Varian’s Microeconomic Analysis should have the same material, but I think Varian starts with producers rather than consumers. Mas Colell et al’s Microeconomic Theory is a monster book that has pretty much everything, but no need for all that jazz. Debreu’s Theory of Value is a comprehensive look at the maths from one of the peeps who actually invented this stuff (pdf here), but again, probably not worth the effort. Most of the material inside is not necessary here.

A used copy of a previous edition of Advanced Microeconomic Theory can be gotten for cheap. That’s the one to choose, I think. There might even be a PDF lurking on the internet somewhere. This discussion hinges on the beginning of chapter 1, in literally the first two sections if I remember right.

:smack: What in heaven’s name do I have to do to convince you I’m not innumerate? Do you want to look at my score on the Putnam?

My post was slightly tongue-in-cheek.
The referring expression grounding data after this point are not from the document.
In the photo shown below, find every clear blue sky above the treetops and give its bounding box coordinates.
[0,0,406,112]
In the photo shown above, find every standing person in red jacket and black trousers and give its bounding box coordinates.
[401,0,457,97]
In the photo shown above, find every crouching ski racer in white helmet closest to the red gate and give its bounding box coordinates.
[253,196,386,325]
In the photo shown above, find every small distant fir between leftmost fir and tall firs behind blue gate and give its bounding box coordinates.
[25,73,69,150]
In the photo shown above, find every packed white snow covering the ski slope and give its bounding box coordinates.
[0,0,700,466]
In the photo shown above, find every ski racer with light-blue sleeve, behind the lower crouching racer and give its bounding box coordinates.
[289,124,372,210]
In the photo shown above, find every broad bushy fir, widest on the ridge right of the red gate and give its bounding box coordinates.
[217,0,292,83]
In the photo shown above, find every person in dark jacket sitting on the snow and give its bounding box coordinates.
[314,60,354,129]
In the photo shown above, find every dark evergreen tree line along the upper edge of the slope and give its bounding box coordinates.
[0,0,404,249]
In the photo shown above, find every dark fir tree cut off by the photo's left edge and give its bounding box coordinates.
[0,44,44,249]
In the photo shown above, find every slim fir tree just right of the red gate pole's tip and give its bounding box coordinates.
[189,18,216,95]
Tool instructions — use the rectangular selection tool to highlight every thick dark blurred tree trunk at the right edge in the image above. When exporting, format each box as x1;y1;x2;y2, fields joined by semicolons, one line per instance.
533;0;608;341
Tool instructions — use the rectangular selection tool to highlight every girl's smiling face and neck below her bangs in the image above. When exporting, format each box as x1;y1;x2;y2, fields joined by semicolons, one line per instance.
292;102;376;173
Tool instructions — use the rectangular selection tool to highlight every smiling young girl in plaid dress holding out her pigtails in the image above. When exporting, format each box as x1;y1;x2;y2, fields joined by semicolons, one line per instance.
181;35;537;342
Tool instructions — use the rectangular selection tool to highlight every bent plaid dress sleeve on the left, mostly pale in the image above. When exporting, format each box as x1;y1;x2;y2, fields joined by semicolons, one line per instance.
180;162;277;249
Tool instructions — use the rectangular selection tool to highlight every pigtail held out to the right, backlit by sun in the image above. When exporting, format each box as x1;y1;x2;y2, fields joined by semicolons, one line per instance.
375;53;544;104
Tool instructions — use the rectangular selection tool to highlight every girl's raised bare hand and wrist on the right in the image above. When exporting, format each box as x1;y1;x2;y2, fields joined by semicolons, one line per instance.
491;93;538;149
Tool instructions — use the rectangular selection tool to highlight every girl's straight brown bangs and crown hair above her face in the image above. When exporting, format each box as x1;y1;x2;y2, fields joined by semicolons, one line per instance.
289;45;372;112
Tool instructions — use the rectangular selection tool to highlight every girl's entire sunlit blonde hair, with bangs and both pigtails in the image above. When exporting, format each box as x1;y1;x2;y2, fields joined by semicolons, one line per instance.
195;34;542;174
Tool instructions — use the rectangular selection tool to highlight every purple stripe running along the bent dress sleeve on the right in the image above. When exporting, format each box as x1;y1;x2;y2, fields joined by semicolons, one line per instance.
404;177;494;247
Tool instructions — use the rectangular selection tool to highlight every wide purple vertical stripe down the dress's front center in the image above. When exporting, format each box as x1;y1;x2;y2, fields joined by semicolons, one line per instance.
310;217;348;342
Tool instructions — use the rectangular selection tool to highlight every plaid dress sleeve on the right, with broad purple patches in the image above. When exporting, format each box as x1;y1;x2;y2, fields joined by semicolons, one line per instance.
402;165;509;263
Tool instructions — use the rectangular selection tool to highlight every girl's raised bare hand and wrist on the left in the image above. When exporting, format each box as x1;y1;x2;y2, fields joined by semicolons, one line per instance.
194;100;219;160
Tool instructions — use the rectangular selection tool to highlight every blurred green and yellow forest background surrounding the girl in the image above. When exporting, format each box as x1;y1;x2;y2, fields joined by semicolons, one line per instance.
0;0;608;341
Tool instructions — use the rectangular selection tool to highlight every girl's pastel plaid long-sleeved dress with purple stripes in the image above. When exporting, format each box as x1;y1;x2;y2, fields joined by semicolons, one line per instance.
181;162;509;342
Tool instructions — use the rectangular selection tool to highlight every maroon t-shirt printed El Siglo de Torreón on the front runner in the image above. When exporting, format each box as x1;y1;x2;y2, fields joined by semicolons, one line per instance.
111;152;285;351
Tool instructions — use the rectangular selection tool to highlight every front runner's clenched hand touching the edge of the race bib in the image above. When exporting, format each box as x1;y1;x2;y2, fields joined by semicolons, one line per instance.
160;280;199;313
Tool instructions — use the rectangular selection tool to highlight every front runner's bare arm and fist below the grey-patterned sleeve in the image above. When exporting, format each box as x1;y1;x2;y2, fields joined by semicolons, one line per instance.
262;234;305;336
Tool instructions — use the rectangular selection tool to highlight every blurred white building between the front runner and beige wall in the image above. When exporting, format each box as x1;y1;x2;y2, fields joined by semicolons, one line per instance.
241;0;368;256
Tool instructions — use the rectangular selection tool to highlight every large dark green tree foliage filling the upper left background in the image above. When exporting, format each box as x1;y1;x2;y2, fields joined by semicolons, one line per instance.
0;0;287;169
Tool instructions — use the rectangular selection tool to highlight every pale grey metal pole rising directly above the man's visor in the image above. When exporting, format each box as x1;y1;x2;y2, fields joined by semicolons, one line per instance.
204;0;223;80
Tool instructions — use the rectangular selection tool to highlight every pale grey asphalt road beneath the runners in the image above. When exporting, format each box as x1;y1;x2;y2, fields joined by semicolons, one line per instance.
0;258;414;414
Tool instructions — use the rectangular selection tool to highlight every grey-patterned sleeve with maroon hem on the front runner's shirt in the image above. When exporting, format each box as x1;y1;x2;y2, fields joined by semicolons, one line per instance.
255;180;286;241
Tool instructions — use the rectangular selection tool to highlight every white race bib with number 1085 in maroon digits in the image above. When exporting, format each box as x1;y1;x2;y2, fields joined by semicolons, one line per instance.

The entire point was that I’d be better off getting two brownies than three for the same $3 price, because if I had a third brownie*** I’d feel compelled to eat it!***

Perhaps gluttony is not on your list of sins and you don’t know what I’m talking about, but if I had the third brownie, the best I could hope for is that I’d have the discipline to throw it away.

Capiche?

evil economist: “If so, I think it’s fair to say you like M&Ms twice as much as Skittles.”

I disagree with this statement. I think you are treating preferences as cardinal if you make this statement.

I think that all you need to get this result is the ability to compare two bundles of goods and know which one you prefer (and, more importantly, whether you are indifferent between two different bundles). If you add the additional constraint that “more is preferred to less”, then you end up with an indifference curve, which is the rate at which you are willing to exchange goods without feeling better or worse off.* The “rate at which you are willing to exchange goods without feeling better or worse off” is called an indifference curve. And, the way we’ve described it, the slope of the indifference curve is by definition, equal to the ratio at which you are willing to exchange goods.

Note that we can get the “indifference curve” without needing the ability to compare the utilities you get across market bundles that you are not indifferent between (did that sentence make sense?). We can give you more M&Ms without taking away any Skittles, so that (if “more is preferred to less”) you are better off. But we do not need to know “how much” better off you are.

So we can rank indifference curves by whether we prefer one over the other, but we don’t need to define this preference numerically. I.e., cardinality is not necessary.

*I think we also need to assume that your preferences are transitive, so that if you prefer A to B and B to C, then you prefer A to C.

I’m home, pulled Advanced Microeconomic Theory off the shelf.

This is the right book for this topic. It’s all there in the proper order, starting right at the very beginning with the definition of “preference relation” and related ideas and getting straight to the calculus – Lagrangian constrained optimization – in section 1.3. This shows why for an interior solution with certain friendly properties, it’s a necessary condition (and even sufficient, if the problem is friendly enough) for the “price ratio” to equal the ratio of the “marginal utilities”, as those two fractions are most often called.

One particular passage from the book I want to emphasize:

I can’t personally ever recall meeting an economist who refused to use the term “utility function” for fear of confusion. But I guess they’re out there.

You don’t need “more is preferred to less” (monotonicity) for an indifference curve, but you do need continuity of preferences. Monotonicity can make the math easier, tho, along with convexity (and of course differentiability, which is often an implicit assumption…)

Yes.

Non-transitive preferences would be… strange and unwieldy. The ordering of the real numbers is transitive, so no way a real-valued function could represent intransitive preferences.